Essen.

Neuanfang in der Agentur für Arbeit: Barbara Finsterbusch kam zum Bewerbungs-Training und erhielt ein Jobangebot. Statt Kunden an der Kasse zu bedienen, hilft sie jetzt als Service-Beraterin am Telefon.

„Agentur für Arbeit, Finsterbusch, guten Tag“, so wird sich Barbara Finsterbusch bald an ihrem neuen Arbeitsplatz melden, wenn die Menschen im Service-Center anrufen, die gerade ihren Job verloren haben. In deren Situation wird sich die 29-Jährige gut einfühlen können. Denn es ist noch nicht lange her, da war sie es, die am anderen Ende der Leitung Hilfe suchte. Barbara Finsterbusch hat im Juni ihren Arbeitsplatz bei Schlecker verloren.

Bis zuletzt gehofft

Die gelernte Einzelhandels-Kauffrau arbeitete zunächst in Hessen, bevor sie sich vor vier Jahren in die Heisinger Schlecker-Filiale versetzen ließ, als auch ihr Mann beruflich nach Essen wechselte. Wie sie im Frühjahr von der Insolvenz ihres Arbeitgebers erfuhr: „Kunden kamen herein und sagten, dass Schlecker pleite ist“, erinnert sie sich genau an den Freitagnachmittag, an dem sie Waren sortierte und die Filiale neu gestaltete, weil sie damals die Bezirksleitung vertrat.
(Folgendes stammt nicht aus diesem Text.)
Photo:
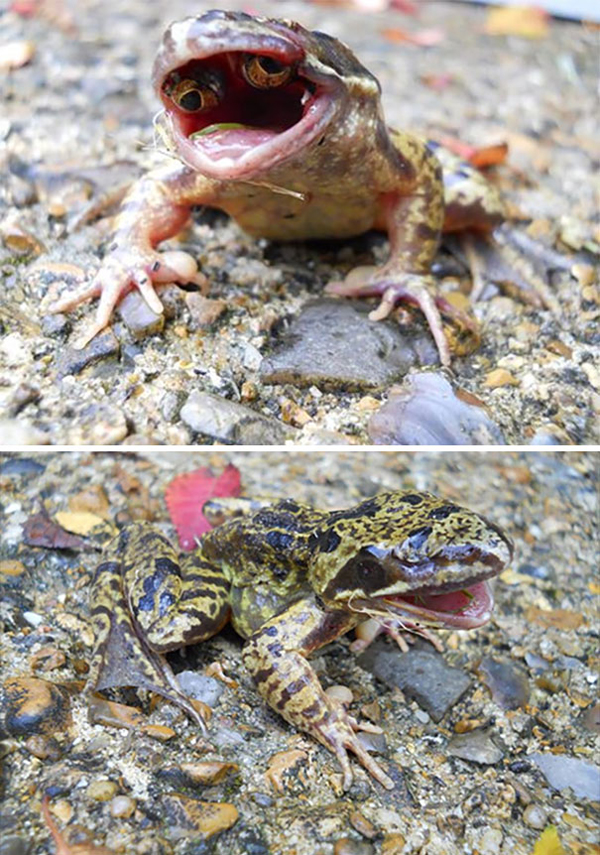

Am Telefon bat sie dann Freunde und Bekannte, im Internet nachzusehen.

Lange hat sie noch gedacht, „es wird schon eine Möglichkeit geben, aus der Insolvenz zu kommen.“ Das Ausmaß wurde ihr erst bewusst, als feststand, dass die Hälfte der Belegschaft gehen muss. Barbara Finsterbusch war nicht dabei. Sie hat bis zuletzt gehofft, weil sie ihren Job mochte. Daher schimpft sie auch nicht über Schlecker als Arbeitgeber. Dass sie allein im Laden standen, damit haben sie sich in ihrem fünfköpfigen Team arrangiert, sagt sie.

Im Mai tummelten sich die Kolleginnen dann ums Faxgerät, als sie auf die Information warteten, wie es mit den verbliebenen Filialen weitergeht. Statt aufzuatmen, lasen sie von der Abwicklung. „Ich war traurig“, sagt die 29-Jährige. Sie verlor ihre Arbeit und das Umfeld, ihre Kolleginnen, ihre Kunden. Die brachten ihr am letzten Tag Blumen. Nach Feierabend hat sie ihre Kolleginnen noch einmal fest umarmt. Es folgten Angst und Ungewissheit, ob sie eine neue Stelle in der Umgebung finden wird. Sie wohnen in Schönebeck, wo sie sich wohlfühlen und bleiben wollen, nicht zuletzt, weil ihr Mann seinen Job weiterhin hier hat.

Service-Mentalität

Barbara Finsterbusch schrieb Bewerbungen, erhielt Absagen, machte eine Computer-Fortbildung. Beim Treffen der ehemaligen Schlecker-Mitarbeiter in der Agentur für Arbeit fiel dann ihre Bewerbung auf. Gleich am Tag nach dem Vorstellungsgespräch folgte die Zusage: erstmal befristet für sechs Monate. Aber mit Option auf mehr, in Vollzeit und bei gleicher Bezahlung wie ihre neuen Kollegen sie als Fachangestellte für Arbeitsförderung erhalten, sagt Thomas Christofzyk (43), stellvertretender Bereichsleiter im Service-Center. Für ihn zählt, dass die neue Mitarbeiterin kundenorientiert arbeitet. Es geht um Service-Mentalität, die die 29-Jährige mitbringt, die bereits in ihrer Stimme spürbar sei. Das ist besonders wichtig, da sie ihre Gesprächspartner nicht mehr sehen wird.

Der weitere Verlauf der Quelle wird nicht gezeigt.